The key question and area for challenge will be that of valuation and of setting the level at which value breaks. This will always be an element of estimation unless a full marketing process has been run, but an interesting development compared with case law on schemes is that the valuation comparator is proposed to be the "next best alternative" rather than a liquidation outcome. This seems a logical and sensible approach in the circumstances.

Improvements to insolvency framework in the case of major failure

The post-Carillion consultation deals with a number of initiatives in relation to corporate governance, to strengthen the skillset of directors and increase the level of involvement and stewardship of shareholders. In addition, certain proposals are made to deal with the aftermath of a failure, to challenge value extraction schemes and hold directors to account on dissolution and for the sale of insolvent subsidiaries.

Extending powers to investigate directors to dissolution as well as liquidation closes a clear loophole while proposals around value extraction relate to tightening existing antecedent transaction controls, as well as modernising the way dividends can be declared.

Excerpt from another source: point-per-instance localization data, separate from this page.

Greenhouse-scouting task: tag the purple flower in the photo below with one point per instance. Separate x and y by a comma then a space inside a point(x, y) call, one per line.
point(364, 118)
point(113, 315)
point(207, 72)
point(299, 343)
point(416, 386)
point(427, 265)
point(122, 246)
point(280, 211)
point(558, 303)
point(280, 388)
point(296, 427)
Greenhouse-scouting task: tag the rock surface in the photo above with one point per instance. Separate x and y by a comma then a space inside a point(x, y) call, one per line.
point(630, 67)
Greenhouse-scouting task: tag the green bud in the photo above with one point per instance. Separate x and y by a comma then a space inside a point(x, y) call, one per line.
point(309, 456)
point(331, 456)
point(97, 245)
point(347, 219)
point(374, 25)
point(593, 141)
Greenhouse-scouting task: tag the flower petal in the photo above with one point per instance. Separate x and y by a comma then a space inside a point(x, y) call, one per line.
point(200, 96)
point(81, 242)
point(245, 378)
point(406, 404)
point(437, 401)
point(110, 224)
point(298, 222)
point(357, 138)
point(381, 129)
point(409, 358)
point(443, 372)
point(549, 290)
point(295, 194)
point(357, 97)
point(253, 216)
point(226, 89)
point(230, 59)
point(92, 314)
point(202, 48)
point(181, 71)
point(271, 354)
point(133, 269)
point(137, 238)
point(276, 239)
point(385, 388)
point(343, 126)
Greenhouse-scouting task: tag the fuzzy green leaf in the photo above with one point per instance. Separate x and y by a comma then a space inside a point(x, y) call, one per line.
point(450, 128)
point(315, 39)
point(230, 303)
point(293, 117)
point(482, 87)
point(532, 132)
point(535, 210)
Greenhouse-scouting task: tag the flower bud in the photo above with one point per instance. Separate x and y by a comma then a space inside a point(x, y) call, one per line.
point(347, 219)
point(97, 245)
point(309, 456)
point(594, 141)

More interesting is the proposal to hold directors of a selling company liable for a subsequent insolvency of the disposed subsidiary. This provides for directors of the selling parent to be liable for the losses of the disposed subsidiary where:

  • at the time of sale, the subsidiary is insolvent or would be insolvent but for guarantees provided by other group companies or directors;
  • the subsidiary enters administration or liquidation within one year of completion (reduced from two years based on responses to the consultation);
  • the interests of the creditors of the subsidiary have been adversely affected in the intervening period; and 
  • at the time of the sale, the directors of the parent could not have reasonably believed that the sale would lead to a better outcome than immediate insolvency.

This proposal runs counter to the principle of limited liability and appears to be reactive to high profile failures rather than being grounded in principle. Responses to the consultation have highlighted the clear conflict that this places the holding company directors in between the interests of stakeholders of the company that they are directors of and those of the subsidiary. The Government response that such conflict will not exist where legislation requires directors to act with the interests of the subsidiary in mind do not convincingly address this point. 

It would seem more appropriate to place the onus for deciding the solvency or otherwise of the subsidiary at the door of the directors of that entity. If the sale to a new shareholder will be prejudicial to creditors compared with an immediate insolvency then this is a decision for the subsidiary directors to make.

On the contrary, these proposals could severely hamper the ability to achieve the rescue of distressed businesses and could impact the opportunities available to distressed investors to purchase stressed businesses to seek to unlock value from turnaround, where the shareholder directors are disincentivised to sell and risk liability a turnaround plan entirely outside of their control is unsuccessful. 

The Government acknowledges that the measures should not result in deterring legitimate business rescue so it is possible that there will be further clarification or amendment to mitigate the risks of the suggested approach, but as matters stand, unlike other proposals, this is not a reform that this insight considers necessary or desirable.